PP's sights As for Phnom Penh itself. The capital still retains an undeniable charm despite its tumultuous and often violent past. The crumbling colonial architecture makes an attractive backdrop to bustling street side cafes and the redeveloped riverfront precinct - a particularly lively part of town on Friday and Saturday nights. The city has several impressive wats (temple-monasteries), including Wat Ounalom (headquarters of the Cambodian Buddhist patriarchate) and Wat Phnom (the hilltop pagoda which gave the city its name) and the newly painted Wat Lang Ka. The ugly beehive like Central Market is a great place to explore and bargain for jewellery, antiques or the ubiquitous kramas (checked cotton scarves). And of course there is the Killing Fields and the S21 prison, both demonstrating the atrocities committed by the ruling Khmer Rouge between 1975 and 1979.
Letting it all pass by Again, I had been here before and had done all the touristy things to be done in the city. Which was lucky for me because, as I said previously, the debauchery from Ho Chi Minh City continued unabated and between recovering from the previous nights activities and preparing to do it all over again I had no time, or desire, to see any of the aforementioned sights again. Cal and Pat did make it to the Killing Fields and the S21 Prison and I used a few of Cal's pictures of those 'attractions' for this entry.
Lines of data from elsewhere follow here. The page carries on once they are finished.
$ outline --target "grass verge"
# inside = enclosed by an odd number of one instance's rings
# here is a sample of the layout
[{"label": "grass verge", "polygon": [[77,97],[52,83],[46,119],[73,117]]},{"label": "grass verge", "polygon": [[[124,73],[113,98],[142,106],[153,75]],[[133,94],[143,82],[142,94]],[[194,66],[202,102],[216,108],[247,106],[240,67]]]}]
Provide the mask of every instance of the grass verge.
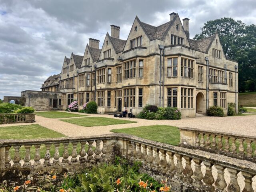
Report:
[{"label": "grass verge", "polygon": [[177,127],[168,125],[152,125],[124,129],[112,129],[114,133],[123,133],[133,135],[172,145],[180,143],[180,130]]},{"label": "grass verge", "polygon": [[72,123],[84,127],[92,127],[110,125],[136,123],[136,121],[128,121],[107,118],[106,117],[92,117],[75,119],[62,119],[60,121]]},{"label": "grass verge", "polygon": [[77,117],[88,116],[86,115],[79,115],[73,114],[65,112],[60,112],[59,111],[47,111],[46,112],[35,112],[36,115],[41,117],[51,118],[53,119],[58,119],[61,118],[68,118],[68,117]]}]

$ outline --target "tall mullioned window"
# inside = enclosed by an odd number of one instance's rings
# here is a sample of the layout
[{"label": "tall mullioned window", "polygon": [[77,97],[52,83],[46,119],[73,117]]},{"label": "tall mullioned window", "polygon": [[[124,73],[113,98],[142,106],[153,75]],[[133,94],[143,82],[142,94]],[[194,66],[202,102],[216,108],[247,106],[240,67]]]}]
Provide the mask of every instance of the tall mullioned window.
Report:
[{"label": "tall mullioned window", "polygon": [[143,88],[139,88],[138,107],[142,107],[143,98]]},{"label": "tall mullioned window", "polygon": [[167,106],[177,107],[178,88],[167,88]]},{"label": "tall mullioned window", "polygon": [[136,77],[136,62],[135,60],[124,63],[124,78],[128,79]]},{"label": "tall mullioned window", "polygon": [[170,58],[167,63],[167,76],[176,77],[178,75],[178,58]]}]

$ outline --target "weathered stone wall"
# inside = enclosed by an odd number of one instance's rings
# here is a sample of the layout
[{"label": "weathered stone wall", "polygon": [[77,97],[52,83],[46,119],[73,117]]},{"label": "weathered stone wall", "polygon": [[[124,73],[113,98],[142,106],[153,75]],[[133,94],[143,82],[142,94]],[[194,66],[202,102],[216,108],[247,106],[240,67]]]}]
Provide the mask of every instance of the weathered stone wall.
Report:
[{"label": "weathered stone wall", "polygon": [[[39,91],[24,91],[21,92],[22,98],[26,100],[25,106],[33,107],[36,110],[51,110],[53,109],[53,99],[57,99],[57,108],[59,106],[59,99],[61,99],[61,92]],[[50,105],[50,99],[52,99]]]}]

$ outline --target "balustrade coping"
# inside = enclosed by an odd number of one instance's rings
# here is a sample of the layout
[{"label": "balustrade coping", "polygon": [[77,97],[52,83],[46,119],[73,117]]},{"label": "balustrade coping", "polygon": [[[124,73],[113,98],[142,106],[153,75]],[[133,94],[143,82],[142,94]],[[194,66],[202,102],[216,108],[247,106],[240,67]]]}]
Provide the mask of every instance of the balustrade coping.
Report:
[{"label": "balustrade coping", "polygon": [[145,144],[147,146],[156,148],[158,149],[171,152],[183,156],[188,156],[203,161],[210,162],[224,167],[232,168],[240,171],[249,173],[256,175],[256,164],[244,160],[240,160],[224,155],[216,154],[199,150],[192,150],[168,144],[159,143],[133,135],[122,133],[106,134],[96,136],[74,137],[32,139],[32,140],[0,140],[0,148],[12,145],[28,145],[36,144],[47,144],[88,141],[96,140],[126,140]]},{"label": "balustrade coping", "polygon": [[251,140],[256,140],[256,137],[253,136],[250,136],[248,135],[241,135],[240,134],[236,134],[234,133],[228,133],[226,132],[216,132],[216,131],[211,131],[208,130],[204,130],[202,129],[198,129],[196,128],[192,128],[190,127],[179,127],[178,128],[181,130],[185,130],[187,131],[191,131],[195,132],[198,132],[199,133],[204,133],[209,134],[210,134],[218,135],[220,135],[222,136],[227,136],[229,138],[230,137],[235,137],[242,138],[244,139],[250,139]]}]

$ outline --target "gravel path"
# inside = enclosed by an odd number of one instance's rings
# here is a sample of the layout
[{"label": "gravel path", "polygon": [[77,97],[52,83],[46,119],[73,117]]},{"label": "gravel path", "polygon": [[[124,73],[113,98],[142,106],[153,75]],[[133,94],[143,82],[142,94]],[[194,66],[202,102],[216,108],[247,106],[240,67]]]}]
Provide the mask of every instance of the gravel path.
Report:
[{"label": "gravel path", "polygon": [[[80,114],[78,113],[78,114]],[[119,118],[114,117],[113,116],[106,114],[90,114],[87,118],[92,117],[102,117],[119,119]],[[84,117],[74,117],[68,118],[81,118]],[[154,125],[168,125],[179,127],[187,127],[196,128],[199,129],[215,130],[243,135],[256,136],[256,116],[237,116],[232,117],[197,117],[196,118],[182,119],[176,120],[153,120],[141,119],[125,118],[126,120],[130,120],[137,122],[137,123],[112,125],[105,126],[95,127],[83,127],[71,124],[58,119],[50,119],[38,116],[36,116],[36,122],[33,123],[22,124],[22,125],[39,124],[44,127],[57,131],[68,136],[85,136],[100,135],[110,133],[110,130],[113,129],[135,127],[140,126]],[[10,126],[17,125],[17,124],[8,124],[0,125],[0,127]],[[21,125],[21,124],[19,124]],[[176,159],[176,158],[175,158]],[[175,161],[176,159],[175,159]],[[182,161],[184,167],[185,167],[185,161]],[[192,163],[193,170],[194,164]],[[204,174],[205,172],[205,166],[202,164],[202,172]],[[216,179],[217,177],[217,170],[214,166],[213,167],[212,174]],[[244,186],[244,178],[241,173],[238,175],[238,183],[242,190]],[[225,178],[228,184],[230,180],[229,174],[226,169],[225,170]],[[256,177],[253,179],[253,187],[256,190]]]}]

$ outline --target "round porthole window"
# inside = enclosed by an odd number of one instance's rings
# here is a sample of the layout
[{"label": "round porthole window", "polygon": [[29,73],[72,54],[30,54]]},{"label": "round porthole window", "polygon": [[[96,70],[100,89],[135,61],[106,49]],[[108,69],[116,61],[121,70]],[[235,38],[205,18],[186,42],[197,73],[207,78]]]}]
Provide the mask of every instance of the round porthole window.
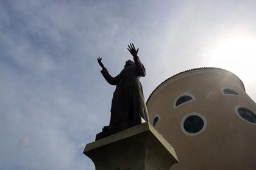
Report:
[{"label": "round porthole window", "polygon": [[206,127],[206,120],[203,115],[197,113],[191,113],[182,119],[181,127],[185,134],[193,136],[202,132]]}]

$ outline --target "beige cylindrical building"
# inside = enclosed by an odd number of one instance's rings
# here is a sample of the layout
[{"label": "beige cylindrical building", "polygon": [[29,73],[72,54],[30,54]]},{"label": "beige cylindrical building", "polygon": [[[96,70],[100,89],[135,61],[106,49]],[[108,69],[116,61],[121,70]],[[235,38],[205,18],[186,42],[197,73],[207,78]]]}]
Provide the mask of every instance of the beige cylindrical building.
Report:
[{"label": "beige cylindrical building", "polygon": [[178,73],[149,96],[151,123],[172,145],[171,169],[256,169],[256,104],[235,74],[216,68]]}]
Check them out, especially if you're interested in a little history of the sites and the country; I saved that for the pictures having subjected you to the history of Vietnam in the Ho Chi Minh City entry!
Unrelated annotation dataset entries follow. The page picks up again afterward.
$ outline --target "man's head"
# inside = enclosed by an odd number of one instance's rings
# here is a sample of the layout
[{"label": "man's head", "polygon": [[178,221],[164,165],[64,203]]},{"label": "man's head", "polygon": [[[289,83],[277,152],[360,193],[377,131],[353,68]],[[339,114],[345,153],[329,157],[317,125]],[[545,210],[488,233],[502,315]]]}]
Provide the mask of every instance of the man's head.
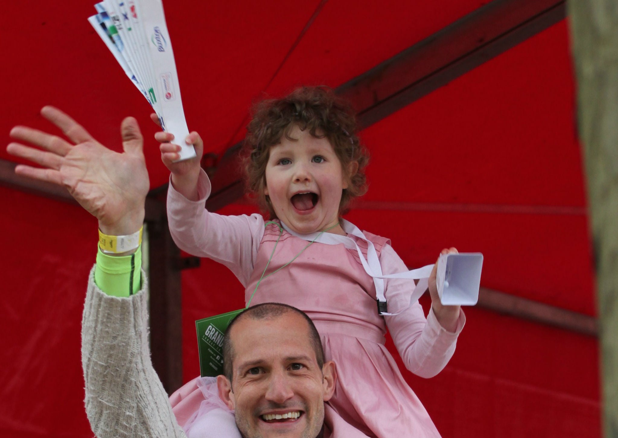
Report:
[{"label": "man's head", "polygon": [[219,395],[246,438],[320,433],[336,374],[304,313],[273,303],[250,308],[227,328],[224,361]]}]

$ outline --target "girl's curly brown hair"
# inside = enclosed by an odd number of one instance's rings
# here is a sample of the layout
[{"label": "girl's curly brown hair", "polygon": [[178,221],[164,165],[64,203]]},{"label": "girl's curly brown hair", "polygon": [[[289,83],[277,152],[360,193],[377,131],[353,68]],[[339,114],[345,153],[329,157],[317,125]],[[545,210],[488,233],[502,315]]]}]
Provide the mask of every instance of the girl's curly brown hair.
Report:
[{"label": "girl's curly brown hair", "polygon": [[[281,99],[268,99],[255,105],[253,118],[247,125],[243,150],[243,166],[247,174],[247,189],[271,219],[276,215],[268,197],[264,194],[266,168],[270,148],[279,144],[295,125],[308,129],[316,138],[326,137],[341,163],[349,184],[341,194],[339,214],[350,201],[367,191],[365,168],[369,154],[357,136],[358,126],[353,111],[345,100],[325,87],[302,87]],[[350,163],[358,168],[348,174]]]}]

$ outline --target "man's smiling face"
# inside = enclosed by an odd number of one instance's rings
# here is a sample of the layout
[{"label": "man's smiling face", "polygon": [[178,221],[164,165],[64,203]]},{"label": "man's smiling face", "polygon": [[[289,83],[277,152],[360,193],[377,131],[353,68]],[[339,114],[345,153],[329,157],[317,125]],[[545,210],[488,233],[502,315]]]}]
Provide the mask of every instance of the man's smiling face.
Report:
[{"label": "man's smiling face", "polygon": [[334,391],[334,365],[318,365],[309,326],[294,312],[266,319],[246,317],[231,329],[231,387],[218,377],[219,394],[235,410],[246,438],[315,438],[324,402]]}]

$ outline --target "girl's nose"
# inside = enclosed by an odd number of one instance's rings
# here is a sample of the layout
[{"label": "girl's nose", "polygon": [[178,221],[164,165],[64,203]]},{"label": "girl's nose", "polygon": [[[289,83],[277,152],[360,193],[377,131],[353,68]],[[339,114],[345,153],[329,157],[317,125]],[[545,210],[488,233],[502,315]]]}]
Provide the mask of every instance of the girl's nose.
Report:
[{"label": "girl's nose", "polygon": [[269,402],[280,404],[294,397],[288,376],[284,373],[273,372],[264,397]]},{"label": "girl's nose", "polygon": [[311,172],[303,163],[298,163],[294,167],[294,182],[304,182],[311,181]]}]

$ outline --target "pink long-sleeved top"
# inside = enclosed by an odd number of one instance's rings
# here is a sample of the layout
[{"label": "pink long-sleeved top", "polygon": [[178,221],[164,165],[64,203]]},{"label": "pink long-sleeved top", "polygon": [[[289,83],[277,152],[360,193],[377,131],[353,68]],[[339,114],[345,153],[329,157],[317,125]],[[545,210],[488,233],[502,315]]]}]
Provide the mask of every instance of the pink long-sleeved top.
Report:
[{"label": "pink long-sleeved top", "polygon": [[[337,385],[329,403],[349,423],[368,436],[439,437],[384,346],[384,335],[387,328],[408,370],[431,377],[444,367],[455,351],[465,322],[463,311],[455,332],[449,332],[440,325],[433,310],[426,319],[418,301],[410,305],[413,281],[389,279],[384,288],[389,312],[401,312],[381,316],[373,280],[355,251],[343,244],[318,243],[305,248],[307,241],[281,231],[276,223],[265,224],[258,214],[210,213],[205,208],[210,189],[203,172],[198,181],[199,200],[187,200],[170,183],[167,216],[178,246],[227,266],[245,286],[245,302],[266,268],[251,304],[284,303],[311,317],[321,336],[326,359],[337,366]],[[365,234],[378,252],[383,273],[407,270],[388,239]],[[349,237],[357,241],[366,256],[366,243]],[[289,265],[268,277],[295,257]],[[190,382],[172,397],[179,419],[197,409],[200,396],[193,386]]]}]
Pool & Beer. Beer & Pool We spent most of our time in the city, the afternoon Cal and Pat spent being tourists aside, playing pool (myself and Pat got through 21 games the afternoon we arrived), drinking, being cycloed or motor-biked between local restaurants, bars and night clubs and brushing off advances by local Cambodian prostitutes. Be warned; male travellers in Cambodia attract a lot of attention, a side of Cambodia I wasn't exposed to the last time I was here with a female companion.
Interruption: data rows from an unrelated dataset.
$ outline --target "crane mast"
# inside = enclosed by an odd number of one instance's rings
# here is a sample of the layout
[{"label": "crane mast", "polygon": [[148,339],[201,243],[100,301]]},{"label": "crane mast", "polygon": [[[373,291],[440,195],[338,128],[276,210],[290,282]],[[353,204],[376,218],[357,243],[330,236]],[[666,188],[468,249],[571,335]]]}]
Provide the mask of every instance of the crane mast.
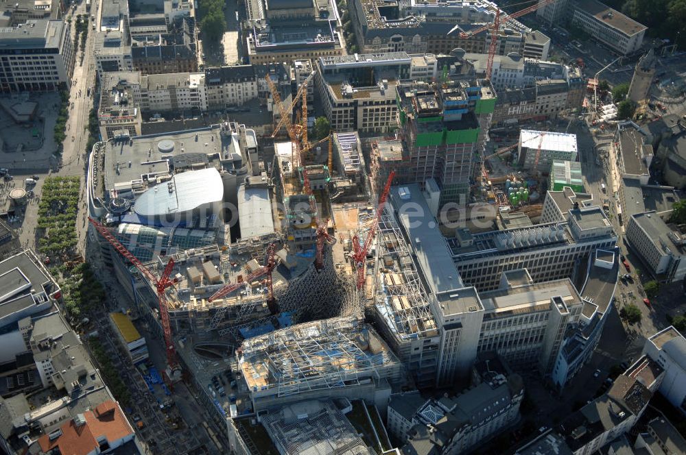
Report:
[{"label": "crane mast", "polygon": [[164,271],[160,278],[153,273],[147,267],[143,265],[138,258],[129,251],[124,245],[117,240],[104,225],[96,221],[93,218],[88,217],[88,221],[93,225],[100,235],[105,238],[108,242],[117,251],[121,256],[130,262],[143,275],[152,282],[157,291],[157,297],[159,301],[160,307],[160,321],[162,324],[162,330],[165,336],[165,344],[166,345],[167,363],[169,369],[174,371],[178,368],[178,362],[176,360],[176,349],[174,346],[174,339],[172,338],[172,325],[169,323],[169,310],[167,308],[167,289],[173,286],[178,280],[176,278],[170,279],[169,276],[174,271],[174,260],[170,258]]}]

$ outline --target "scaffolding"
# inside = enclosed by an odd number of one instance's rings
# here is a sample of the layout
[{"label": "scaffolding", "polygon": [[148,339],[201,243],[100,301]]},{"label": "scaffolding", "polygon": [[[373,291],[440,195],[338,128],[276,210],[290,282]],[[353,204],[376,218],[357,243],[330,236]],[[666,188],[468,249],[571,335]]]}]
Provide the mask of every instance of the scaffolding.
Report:
[{"label": "scaffolding", "polygon": [[[362,316],[298,324],[244,341],[239,362],[253,398],[399,379],[401,364]],[[265,392],[266,391],[266,392]]]},{"label": "scaffolding", "polygon": [[401,340],[438,335],[429,297],[412,253],[393,215],[384,210],[379,221],[377,312]]}]

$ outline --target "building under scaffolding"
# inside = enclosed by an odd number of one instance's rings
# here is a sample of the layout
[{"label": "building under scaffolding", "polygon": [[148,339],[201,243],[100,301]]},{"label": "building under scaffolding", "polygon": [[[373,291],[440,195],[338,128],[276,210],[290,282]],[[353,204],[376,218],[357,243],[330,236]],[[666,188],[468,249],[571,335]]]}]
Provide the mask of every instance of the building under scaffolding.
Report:
[{"label": "building under scaffolding", "polygon": [[259,411],[316,398],[385,404],[401,364],[361,316],[305,323],[243,342],[239,365]]}]

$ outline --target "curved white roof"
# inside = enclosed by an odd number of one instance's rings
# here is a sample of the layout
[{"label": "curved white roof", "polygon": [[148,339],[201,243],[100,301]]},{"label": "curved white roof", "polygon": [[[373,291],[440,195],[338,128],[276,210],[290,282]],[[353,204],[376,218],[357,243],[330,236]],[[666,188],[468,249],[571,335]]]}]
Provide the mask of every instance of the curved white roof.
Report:
[{"label": "curved white roof", "polygon": [[139,197],[133,209],[141,217],[161,216],[188,212],[223,198],[222,176],[210,167],[176,174],[169,182],[151,187]]}]

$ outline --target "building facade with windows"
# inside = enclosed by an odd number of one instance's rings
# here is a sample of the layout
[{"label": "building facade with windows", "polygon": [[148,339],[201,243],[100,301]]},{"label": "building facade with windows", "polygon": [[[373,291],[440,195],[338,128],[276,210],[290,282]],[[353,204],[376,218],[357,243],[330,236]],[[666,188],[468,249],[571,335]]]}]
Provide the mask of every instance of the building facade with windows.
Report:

A promise kept So after two nights in the city it was time to move on. A very early morning start, following a very late night, saw us up for the speed boat to Siem Reap. After the tortuous 8 hour bus ride from Phnom Penh to Siem Reap last time I was here there was no way I was doing it again. I had promised myself as soon as I stepped off the bus in Seim Reap back in 2003 that, if I ever found myself back in the country, I would never do that bus trip again. And I was good on my promise, two and a half years later. So I was looking forward to the speed boat trip, if only because it was something I hadn't done before.